Managing construction projects, from planning to client turn over is a challenging job. Although you thought everything would be great as long as the project is implemented according to plan, more often than not, that is not the case. As the project progresses, plans change and priorities shift, and it is your job as a contractor or manager to be flexible about these adjustments. You may try different approaches to address these; what matters most, however, is you are ready when it happens.
- Contingency costing plan. Most projects are usually awarded a few weeks or even months after the bid was submitted. With the fluctuating cost of materials, tight schedules, and human resources adjustments, you need to have a structured contingency plan for most scenarios. Consider alternatives with your material sources, renting instead of procuring equipment, subcontracting options, and any other ways to stay on budget, schedule, and work quality. Learn to implement an effective priority scheme and keep your focus on the deadline while maintaining a healthy monetary resource.
- Keep your clients happy. Customers keep your business afloat, and keeping them satisfied with your work should be one of your top priorities. Sometimes, you need to make some compromises, and should this happen, keep in mind that it is better to spend more on additional workforce or urgent material than being charged for project delays. You may have exceeded your budget, but at least you get to keep your client, which in turn, can give you more projects.
- Do the best with what you have. Effective construction management does not depend heavily on what you only have, but rather what can you do best with it. Don’t let these temporary setbacks make you lose your focus. If, for some reason, you haven’t yet reached your target number of workers for your warehouse project, or the major materials for the retaining wall are yet to arrive, utilise your available resources with the tasks that they can finish right away. You can then look for solutions to address other concerns. You’ll notice that while you’re implementing your mitigation plan, you are not way behind your schedule. And as the new workers come in, and the materials arrive, you can shift your focus to meeting the project deadline.

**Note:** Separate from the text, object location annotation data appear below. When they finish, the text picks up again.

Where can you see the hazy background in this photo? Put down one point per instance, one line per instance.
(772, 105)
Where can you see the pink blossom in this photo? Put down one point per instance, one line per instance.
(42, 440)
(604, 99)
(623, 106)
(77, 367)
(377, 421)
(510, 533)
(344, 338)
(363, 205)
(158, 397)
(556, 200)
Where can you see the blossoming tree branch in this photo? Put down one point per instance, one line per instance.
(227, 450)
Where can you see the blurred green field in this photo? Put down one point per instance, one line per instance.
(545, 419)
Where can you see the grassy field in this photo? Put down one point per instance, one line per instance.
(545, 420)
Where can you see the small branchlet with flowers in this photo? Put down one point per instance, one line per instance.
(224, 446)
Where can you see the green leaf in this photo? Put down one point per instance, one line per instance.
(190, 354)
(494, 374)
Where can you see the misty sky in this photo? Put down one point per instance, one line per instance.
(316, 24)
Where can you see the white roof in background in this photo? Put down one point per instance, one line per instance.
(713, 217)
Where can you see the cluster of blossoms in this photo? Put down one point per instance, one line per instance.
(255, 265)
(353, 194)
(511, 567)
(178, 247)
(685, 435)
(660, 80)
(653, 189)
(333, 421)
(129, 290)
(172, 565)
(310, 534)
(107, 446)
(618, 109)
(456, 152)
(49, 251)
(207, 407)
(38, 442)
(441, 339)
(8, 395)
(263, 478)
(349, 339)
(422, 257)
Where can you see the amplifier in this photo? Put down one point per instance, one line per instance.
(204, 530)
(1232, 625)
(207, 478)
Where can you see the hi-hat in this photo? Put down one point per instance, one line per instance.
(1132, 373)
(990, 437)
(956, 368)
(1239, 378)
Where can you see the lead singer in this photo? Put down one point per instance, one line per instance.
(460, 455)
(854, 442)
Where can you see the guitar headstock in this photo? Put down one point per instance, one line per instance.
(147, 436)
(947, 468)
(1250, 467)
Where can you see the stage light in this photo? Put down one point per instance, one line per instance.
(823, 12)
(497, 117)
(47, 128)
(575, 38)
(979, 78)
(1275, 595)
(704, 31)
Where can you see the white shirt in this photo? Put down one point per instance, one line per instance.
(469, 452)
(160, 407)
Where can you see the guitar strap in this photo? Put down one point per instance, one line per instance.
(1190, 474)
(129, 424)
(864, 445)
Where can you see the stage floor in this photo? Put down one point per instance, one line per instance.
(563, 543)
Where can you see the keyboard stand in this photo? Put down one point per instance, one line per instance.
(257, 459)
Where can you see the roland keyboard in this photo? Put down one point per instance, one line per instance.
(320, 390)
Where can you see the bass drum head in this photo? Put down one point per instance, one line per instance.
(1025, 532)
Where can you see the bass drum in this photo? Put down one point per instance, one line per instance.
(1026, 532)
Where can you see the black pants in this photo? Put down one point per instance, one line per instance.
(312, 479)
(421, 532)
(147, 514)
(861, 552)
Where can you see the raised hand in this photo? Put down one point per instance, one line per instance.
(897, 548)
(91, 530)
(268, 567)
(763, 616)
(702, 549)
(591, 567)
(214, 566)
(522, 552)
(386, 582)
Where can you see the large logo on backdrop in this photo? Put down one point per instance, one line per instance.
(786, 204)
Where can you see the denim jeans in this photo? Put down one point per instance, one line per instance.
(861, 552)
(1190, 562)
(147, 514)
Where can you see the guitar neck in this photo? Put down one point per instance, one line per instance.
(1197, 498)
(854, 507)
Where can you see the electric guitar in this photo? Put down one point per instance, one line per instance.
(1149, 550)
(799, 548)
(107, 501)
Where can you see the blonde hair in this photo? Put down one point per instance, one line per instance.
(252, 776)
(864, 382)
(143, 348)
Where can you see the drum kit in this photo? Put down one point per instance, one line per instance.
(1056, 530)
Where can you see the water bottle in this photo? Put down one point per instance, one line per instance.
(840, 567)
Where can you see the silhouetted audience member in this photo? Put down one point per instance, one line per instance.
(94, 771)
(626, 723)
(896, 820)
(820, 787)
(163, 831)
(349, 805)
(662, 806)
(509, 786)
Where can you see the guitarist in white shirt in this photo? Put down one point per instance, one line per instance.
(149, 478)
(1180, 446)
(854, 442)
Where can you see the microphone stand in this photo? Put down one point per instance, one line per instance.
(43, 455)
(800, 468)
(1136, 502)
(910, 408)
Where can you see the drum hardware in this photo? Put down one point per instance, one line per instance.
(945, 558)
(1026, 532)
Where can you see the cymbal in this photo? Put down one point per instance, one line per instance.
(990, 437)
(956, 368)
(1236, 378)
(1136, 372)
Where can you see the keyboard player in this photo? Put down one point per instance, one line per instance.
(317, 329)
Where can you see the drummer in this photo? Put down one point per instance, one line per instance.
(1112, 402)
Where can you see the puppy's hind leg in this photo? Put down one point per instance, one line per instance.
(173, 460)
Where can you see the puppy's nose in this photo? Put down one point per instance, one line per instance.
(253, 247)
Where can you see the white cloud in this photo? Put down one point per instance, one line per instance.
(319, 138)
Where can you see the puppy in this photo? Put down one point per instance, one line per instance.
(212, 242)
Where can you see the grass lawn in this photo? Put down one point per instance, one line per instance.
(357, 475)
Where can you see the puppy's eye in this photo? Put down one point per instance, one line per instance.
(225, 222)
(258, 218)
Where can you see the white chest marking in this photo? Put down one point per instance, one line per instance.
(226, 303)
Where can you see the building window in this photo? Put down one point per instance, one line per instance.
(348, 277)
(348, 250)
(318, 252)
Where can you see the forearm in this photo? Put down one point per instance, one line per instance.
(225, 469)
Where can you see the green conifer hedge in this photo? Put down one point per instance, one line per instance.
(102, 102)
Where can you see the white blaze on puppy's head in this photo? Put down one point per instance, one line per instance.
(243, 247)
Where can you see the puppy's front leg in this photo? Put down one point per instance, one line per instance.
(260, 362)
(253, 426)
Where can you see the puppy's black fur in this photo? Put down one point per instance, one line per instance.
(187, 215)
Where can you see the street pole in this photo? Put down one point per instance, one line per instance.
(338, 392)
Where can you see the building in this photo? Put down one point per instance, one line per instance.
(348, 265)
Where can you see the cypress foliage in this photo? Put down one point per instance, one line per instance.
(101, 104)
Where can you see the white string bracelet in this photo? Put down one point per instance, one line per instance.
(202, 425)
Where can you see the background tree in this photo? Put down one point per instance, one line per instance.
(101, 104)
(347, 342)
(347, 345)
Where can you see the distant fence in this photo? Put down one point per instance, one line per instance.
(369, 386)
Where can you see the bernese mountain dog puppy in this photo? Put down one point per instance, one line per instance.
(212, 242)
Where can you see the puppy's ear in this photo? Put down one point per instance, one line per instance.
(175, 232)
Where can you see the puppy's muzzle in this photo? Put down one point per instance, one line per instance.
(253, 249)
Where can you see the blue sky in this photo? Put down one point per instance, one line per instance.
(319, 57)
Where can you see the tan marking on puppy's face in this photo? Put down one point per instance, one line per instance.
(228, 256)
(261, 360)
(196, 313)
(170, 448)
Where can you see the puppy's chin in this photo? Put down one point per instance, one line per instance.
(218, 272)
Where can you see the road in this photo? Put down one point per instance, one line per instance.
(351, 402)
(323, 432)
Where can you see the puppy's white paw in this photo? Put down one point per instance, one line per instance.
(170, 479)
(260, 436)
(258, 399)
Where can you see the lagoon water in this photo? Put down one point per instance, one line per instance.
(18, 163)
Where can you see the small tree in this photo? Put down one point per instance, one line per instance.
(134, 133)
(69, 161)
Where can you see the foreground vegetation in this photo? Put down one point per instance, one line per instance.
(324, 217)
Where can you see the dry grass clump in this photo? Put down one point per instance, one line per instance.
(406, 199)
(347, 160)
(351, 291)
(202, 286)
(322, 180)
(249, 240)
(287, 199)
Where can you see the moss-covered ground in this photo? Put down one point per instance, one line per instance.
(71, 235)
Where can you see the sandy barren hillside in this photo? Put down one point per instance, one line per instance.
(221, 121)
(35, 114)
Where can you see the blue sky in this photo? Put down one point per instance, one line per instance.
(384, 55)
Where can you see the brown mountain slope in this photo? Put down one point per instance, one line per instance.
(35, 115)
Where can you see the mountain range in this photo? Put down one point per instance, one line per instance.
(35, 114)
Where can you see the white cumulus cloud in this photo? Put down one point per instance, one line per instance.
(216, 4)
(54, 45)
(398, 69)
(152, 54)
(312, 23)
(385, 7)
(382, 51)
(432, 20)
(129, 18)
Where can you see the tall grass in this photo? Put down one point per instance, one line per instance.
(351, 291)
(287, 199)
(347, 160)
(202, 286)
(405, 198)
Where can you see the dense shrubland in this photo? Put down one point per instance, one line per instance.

- Proper coordination. This is more than just a series of accomplishment reports and charts, getting everyone involved is also an important aspect you need to prioritise. Each individual and group in your roster must be aware of their role and importance to the whole process. Other stakeholders, including the client, must always be updated on the progress of the project. By doing such, you will be fully aware of what aspects of the project need immediate attention.
We can all agree that managing a construction project requires constant monitoring, taking care of human and financial resources, and attention to detail. Yes, it will be hard, but with due preparation, and knowing how to prioritise, you can hit the project goals in time.